Mer Morte. A son tour, le numéro deux de la Brigade d’Enquêtes sur les Fraudes aux Technologies de l’Information (BEFTI), saisie par un juge afin de traquer le hacker pour ses « accès frauduleux, modification de données et entraves au fonctionnement » d’un système de traitement automatisé de données, a été harcelée au téléphone par Grégory Chelli qui s’est filmé, « torse nu, bronzé et moite, kippa sur la tête, sous le cagnard », explique une source proche du dossier.
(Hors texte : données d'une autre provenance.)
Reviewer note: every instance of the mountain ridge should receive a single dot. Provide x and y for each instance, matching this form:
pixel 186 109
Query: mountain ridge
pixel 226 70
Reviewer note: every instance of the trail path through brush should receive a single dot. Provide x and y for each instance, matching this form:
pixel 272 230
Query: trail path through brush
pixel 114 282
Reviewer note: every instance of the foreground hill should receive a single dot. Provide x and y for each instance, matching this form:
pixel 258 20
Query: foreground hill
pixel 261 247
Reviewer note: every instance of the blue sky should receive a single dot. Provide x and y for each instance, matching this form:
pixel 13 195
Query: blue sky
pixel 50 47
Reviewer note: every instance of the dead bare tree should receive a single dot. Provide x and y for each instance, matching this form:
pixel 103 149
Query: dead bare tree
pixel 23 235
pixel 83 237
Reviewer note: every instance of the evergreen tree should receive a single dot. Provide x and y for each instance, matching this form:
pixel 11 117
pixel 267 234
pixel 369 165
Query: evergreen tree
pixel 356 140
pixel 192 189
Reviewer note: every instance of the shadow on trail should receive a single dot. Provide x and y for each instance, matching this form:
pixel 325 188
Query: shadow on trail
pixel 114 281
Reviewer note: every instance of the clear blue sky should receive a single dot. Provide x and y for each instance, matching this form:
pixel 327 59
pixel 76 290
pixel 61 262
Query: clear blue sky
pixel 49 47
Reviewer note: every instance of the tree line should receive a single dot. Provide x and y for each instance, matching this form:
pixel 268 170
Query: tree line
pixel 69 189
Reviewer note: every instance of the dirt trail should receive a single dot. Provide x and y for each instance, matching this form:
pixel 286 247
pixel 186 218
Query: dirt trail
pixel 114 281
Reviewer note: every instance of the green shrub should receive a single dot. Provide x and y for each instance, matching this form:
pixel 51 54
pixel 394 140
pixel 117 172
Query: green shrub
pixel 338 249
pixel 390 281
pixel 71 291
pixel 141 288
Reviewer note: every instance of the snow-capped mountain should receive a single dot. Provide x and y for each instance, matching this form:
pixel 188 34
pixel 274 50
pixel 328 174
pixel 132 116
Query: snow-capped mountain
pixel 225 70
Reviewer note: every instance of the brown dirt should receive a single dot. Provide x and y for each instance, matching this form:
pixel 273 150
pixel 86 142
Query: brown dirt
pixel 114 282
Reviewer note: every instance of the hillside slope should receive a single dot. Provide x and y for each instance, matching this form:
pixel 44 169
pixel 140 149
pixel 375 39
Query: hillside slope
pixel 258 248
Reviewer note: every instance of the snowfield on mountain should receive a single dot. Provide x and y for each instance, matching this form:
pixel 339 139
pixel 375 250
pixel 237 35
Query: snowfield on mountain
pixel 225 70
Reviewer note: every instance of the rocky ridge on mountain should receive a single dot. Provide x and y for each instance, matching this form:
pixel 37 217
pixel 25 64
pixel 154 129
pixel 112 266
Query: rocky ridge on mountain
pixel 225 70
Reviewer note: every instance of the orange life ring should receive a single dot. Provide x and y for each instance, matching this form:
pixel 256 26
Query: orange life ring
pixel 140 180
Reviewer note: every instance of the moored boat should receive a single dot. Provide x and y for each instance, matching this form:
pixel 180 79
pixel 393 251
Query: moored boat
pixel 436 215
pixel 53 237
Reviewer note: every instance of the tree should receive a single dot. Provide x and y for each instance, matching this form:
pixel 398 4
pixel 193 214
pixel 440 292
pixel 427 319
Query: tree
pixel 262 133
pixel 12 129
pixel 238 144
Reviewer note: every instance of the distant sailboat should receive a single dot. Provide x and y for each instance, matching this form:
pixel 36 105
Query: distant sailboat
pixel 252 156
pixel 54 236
Les enquêteurs l’ont localisé à Ashdod « grâce aux adresses IP qu’il utilise et à la téléphonie ». Ils ajoutent que « Grégory Chelli détient également des comptes bancaires à Ashdod » abondés notamment par les revenus d’un site pornographique qu’il avait monté en Roumanie en 2010. Une équipe de « complément d’enquête » est d’ailleurs allée l’interwiever dans cette station au bord de la Mer Morte.

« Fumeur de joints », selon ses aveux à Libération, à l’ego démesuré, Grégory Chelli se prend pour le plus gros hacker de tous les temps et se sent intouchable en Israël qui n’a pas de convention d’extradition avec la France. Il n’empêche que « la coopération franco-israélienne fonctionne plutôt bien », si l’on en croit un magistrat, et que des « négociations diplomatico-politico-judiciaires ont déjà abouti », avec la livraison à Paris en France par Tel-Aviv de l’escroc de haut vol Gilbert Chikli, rattrapé à Ashdod, et de Cyril Astruc, arnaqueur supposé à la taxe carbone.

Rectificatif. Suite à la publication de cet article, Lorraine Gay, avocate de Cyril Astruc, apporte le rectificatif suivant, « sans m’attarder sur la présentation rapide et lapidaire de Cyril Astruc dans le cadre d’un article sur un personnage tel qu’Ulcan, vous citez surtout son nom à titre d’exemple de la coopération franco-israélienne en matière d’extradition, évoquant sa livraison aux autorités françaises. Or, Cyril Astruc, arnaqueur supposé à la taxe carbone comme vous le qualifiez, s’est rendu de son propre chef en janvier 2014 aux autorités françaises, sans extradition ni livraison quelconque par Israël, de sorte que ce que vous écrivez à ce sujet est erroné ».